This is generally more sensitive at higher Q, and for those interested particularly in high Q work,
probably diamond is better than sapphire as its phonon spectrum is simpler.
2. Placing a pinhole of 0.3 or 0.4 mm diameter just in front of the sample cell
(and inside vacuum, if it is used) is highly desirable for reducing background at low momentum transfers.
3. If the arrangement is a sample cell inside of a vacuum chamber,
it is desirable that the vacuum chamber also have single crystal windows.
This may be relaxed if the pinhole (2) is used, and somewhat depends on geometry, desired momentum transfer range, etc.
Sample Thickness:
At small momentum transfers, the sample thickness should generally be 1 attenuation (1/e) length for optimum signal.
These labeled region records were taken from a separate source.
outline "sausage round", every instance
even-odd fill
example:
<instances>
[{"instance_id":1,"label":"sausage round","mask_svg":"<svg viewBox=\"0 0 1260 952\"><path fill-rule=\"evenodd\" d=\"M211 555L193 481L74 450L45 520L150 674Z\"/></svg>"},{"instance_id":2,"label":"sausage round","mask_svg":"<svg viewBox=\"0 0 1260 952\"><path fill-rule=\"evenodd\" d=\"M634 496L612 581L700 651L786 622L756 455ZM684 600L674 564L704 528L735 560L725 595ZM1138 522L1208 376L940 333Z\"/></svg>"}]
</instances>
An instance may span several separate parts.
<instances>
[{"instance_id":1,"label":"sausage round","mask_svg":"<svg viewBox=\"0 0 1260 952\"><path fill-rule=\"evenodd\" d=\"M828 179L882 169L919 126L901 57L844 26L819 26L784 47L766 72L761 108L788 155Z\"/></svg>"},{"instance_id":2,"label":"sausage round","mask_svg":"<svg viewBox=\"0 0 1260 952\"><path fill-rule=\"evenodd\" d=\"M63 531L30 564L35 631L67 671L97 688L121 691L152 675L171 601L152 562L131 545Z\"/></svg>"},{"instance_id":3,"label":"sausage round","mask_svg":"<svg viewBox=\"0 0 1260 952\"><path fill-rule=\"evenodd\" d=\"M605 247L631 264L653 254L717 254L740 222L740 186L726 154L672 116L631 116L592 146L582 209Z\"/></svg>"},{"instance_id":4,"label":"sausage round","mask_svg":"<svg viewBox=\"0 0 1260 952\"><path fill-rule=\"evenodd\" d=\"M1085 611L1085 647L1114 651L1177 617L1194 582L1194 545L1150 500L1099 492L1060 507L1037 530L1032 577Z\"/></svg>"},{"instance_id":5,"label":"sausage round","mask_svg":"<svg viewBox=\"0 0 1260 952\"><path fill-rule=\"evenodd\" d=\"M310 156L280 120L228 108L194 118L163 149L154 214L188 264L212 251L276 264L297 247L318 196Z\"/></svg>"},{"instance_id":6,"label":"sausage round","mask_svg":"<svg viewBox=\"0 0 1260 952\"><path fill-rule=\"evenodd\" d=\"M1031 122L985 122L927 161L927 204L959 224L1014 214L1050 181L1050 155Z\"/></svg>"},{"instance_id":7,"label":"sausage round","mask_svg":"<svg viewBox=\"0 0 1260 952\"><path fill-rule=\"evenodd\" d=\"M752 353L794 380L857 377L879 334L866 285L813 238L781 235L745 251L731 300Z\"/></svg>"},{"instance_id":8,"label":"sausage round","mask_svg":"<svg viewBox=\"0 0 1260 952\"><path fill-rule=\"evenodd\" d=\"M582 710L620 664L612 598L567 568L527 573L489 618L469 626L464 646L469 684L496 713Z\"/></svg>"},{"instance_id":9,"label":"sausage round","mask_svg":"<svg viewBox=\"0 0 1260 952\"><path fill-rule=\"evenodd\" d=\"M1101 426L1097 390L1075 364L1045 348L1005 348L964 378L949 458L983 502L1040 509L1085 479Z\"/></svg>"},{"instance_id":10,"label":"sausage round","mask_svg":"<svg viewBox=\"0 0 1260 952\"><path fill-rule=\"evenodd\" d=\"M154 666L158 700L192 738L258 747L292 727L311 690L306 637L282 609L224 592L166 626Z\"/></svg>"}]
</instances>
If this is not possible, slightly more (say 1 to 2 attenuation lengths) can be better for S/N ratio.
Note that thicknesses > 2 attenuation lengths will waste beam time, and should be avoided.
Also, sample thickness > 10 mm is probably not a good idea.
At finite (Q>0) momentum transfers, one must insure the sample thickness does not adversely affect
the geometrical setup of the spectrometer.
This means that the projection of the sample thickness perpendicular to the direction of two-theta
should not be too large : i.e.: t = L sin(2Θ), where L is the sample thickness along the beam and 2Θ is the scattering angle,
must not be too large.
I suggest t <: 0.5 mm to be generally safe, and t <: 1 mm always.
If you want to be in the range of 0.5 <: t <: 1.0 mm,
you should probably check during the expt that the resolution is not adversely affected, at least at the (11 11 11).